Find the power of set of all choice functions for P($N$) - {0}.

The Attempt at a Solution

I really don't know how to start with that. Hope you will give some clues.

 

[mtayab1994]

Try to look at P(N)=2^n

How many numbers are in N-{0}?

 

[ben21]

There are $\aleph$ (aleph zero) numbers in N-{0}...
So 2^$\aleph$ equals $\Im$ (continuum)... So it proves, that the power of P(N) equals $\Im$.. However, how to combine it with a choice function?

 

[mtayab1994]

Ok so you said P(N) has N amount of number except zero. Now what do you say for this?f(N)=??

 

[ben21]

by "P(N) has N amount of number except zero" are you meaning, that P(N) has $\aleph$ one-element subsets excpet zero?

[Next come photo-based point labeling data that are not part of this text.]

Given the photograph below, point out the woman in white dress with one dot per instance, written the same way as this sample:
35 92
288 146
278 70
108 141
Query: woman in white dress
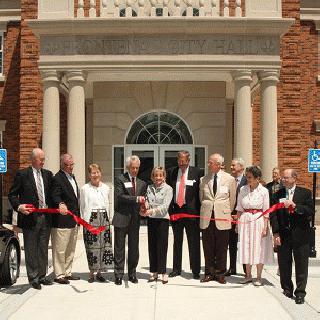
95 205
255 240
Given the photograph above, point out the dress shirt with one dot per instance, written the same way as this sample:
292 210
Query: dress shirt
35 175
73 183
178 183
290 192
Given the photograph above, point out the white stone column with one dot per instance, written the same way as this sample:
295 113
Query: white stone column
268 123
76 123
243 116
51 119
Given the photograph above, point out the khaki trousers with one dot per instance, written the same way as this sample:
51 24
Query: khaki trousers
63 249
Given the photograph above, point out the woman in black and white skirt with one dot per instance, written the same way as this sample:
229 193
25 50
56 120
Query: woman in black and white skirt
95 205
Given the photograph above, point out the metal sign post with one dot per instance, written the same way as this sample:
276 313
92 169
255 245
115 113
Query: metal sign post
314 167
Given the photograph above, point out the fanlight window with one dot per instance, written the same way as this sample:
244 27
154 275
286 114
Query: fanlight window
159 128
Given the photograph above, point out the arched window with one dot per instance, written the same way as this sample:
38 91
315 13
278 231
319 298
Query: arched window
159 128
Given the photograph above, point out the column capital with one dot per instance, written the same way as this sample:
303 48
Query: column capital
242 75
77 76
269 75
50 76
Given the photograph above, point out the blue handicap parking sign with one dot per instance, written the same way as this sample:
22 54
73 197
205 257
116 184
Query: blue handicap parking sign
314 160
3 160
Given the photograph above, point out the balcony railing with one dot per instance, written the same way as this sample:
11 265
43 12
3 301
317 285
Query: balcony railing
158 8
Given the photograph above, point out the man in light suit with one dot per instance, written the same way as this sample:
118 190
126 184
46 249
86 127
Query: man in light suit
65 196
291 233
217 197
32 186
190 204
129 194
237 169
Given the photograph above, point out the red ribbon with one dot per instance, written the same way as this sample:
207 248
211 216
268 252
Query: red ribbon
77 219
275 207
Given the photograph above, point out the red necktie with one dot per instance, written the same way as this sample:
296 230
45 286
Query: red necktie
133 186
180 199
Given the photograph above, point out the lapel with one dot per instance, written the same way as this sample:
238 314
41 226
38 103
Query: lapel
33 182
68 185
210 184
45 182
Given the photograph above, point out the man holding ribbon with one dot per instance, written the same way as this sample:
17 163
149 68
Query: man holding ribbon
291 231
218 197
31 186
130 192
65 196
184 180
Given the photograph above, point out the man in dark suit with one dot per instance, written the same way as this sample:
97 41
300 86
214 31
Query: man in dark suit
237 169
65 196
184 180
291 233
32 186
129 193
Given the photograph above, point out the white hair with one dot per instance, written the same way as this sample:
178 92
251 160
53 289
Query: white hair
218 158
131 159
239 161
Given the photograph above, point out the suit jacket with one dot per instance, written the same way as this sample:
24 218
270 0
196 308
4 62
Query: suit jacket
126 206
62 191
192 201
296 225
24 191
222 203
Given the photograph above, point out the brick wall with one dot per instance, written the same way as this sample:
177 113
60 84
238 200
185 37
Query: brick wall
9 99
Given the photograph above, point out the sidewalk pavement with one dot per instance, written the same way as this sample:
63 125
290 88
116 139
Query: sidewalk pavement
182 298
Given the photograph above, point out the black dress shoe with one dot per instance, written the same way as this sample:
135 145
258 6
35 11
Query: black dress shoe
299 300
46 282
72 278
174 274
230 272
133 279
62 281
288 294
36 285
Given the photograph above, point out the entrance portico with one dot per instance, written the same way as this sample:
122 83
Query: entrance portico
228 53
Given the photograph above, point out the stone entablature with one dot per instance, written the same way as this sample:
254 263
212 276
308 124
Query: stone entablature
159 45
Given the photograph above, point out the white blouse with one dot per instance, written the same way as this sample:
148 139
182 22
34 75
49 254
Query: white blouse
92 197
256 199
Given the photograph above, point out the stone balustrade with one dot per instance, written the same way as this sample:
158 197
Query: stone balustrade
160 8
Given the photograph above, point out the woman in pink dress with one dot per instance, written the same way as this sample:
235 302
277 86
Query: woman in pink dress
255 240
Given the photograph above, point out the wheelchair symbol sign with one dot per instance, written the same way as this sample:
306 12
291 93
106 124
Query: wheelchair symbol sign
314 160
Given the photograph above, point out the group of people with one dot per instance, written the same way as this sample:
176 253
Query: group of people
226 208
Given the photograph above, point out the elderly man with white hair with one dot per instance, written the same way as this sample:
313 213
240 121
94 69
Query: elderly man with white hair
129 194
217 197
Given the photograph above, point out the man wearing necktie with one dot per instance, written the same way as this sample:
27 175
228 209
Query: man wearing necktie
65 196
32 186
184 180
217 197
129 194
237 169
291 233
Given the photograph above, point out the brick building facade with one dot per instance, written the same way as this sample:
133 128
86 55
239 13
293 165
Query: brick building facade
298 105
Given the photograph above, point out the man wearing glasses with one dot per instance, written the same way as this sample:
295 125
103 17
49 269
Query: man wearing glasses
65 196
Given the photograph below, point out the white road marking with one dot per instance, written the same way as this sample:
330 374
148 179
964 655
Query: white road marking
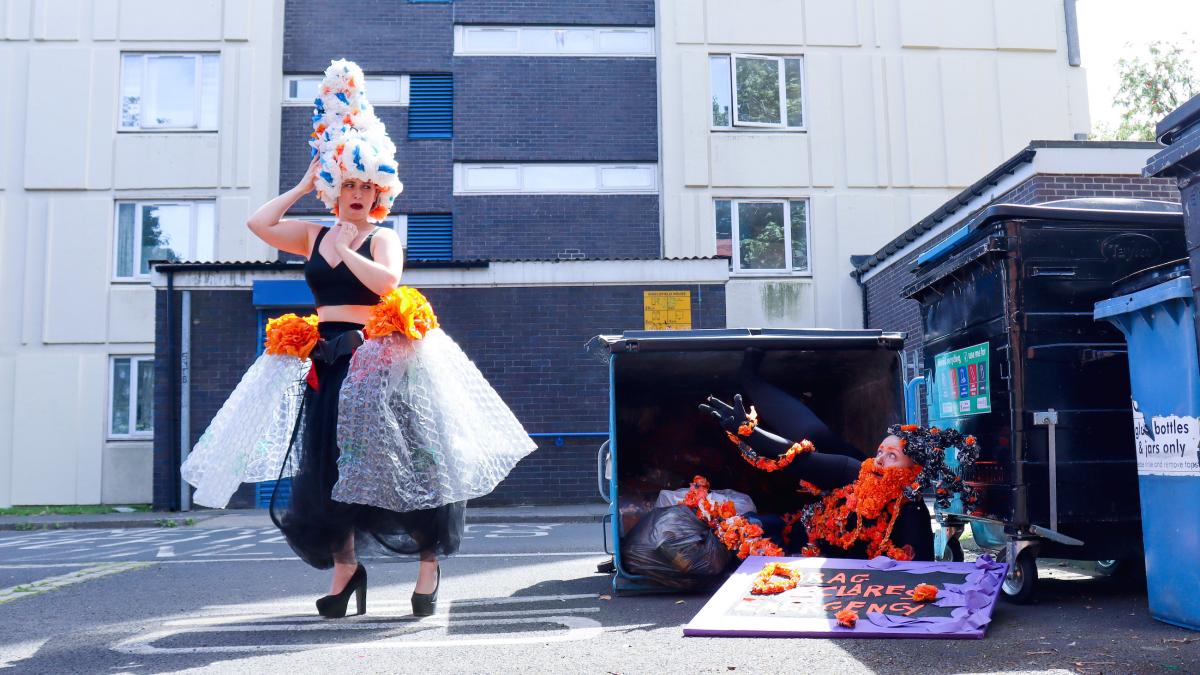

f(N)? Do you mean one-element subsets by N as argument?

 

[mtayab1994]

by "P(N) has N amount of number except zero" are you meaning, that P(N) has $\aleph$ one-element subsets excpet zero?

f(N)? Do you mean one-element subsets by N as argument?

No i mean that P(N) has an uncountable amount of subsets besides zero.

You have to construct a choice function f and whose range is N-{0}, such that f(N) is an element of N.

 

[ben21]

OK, but.. amount of subset of P(N) is more than natural numbers.. it is continuum, not aleph zero...
edit::: wrong... I'm a little bit confused.. We need to find a amount of functions f: P(B) -> n, where B is a proper subset of N and n in B...

 

[ben21]

So I think we are able to construct aleph zero these functions.. P(N) contains as subset the set of N so..
We can build this function like this:
F: P(N) -> N;
F(N) = {case 1 - the power of N equals aleph zero: G(N);
{case 2 - in other case (the power of N is less than aleph zer): max(N)

where G: P(N) -> N.
G(B) -> n, where P(N) containn B, and b in B. We can build aleph zero g functions, because we use it only if the argument of f functions has aleph zero power, so B als has alpeh zero functions - so the set of values of function G has also alpeh zero elements.

It is correct?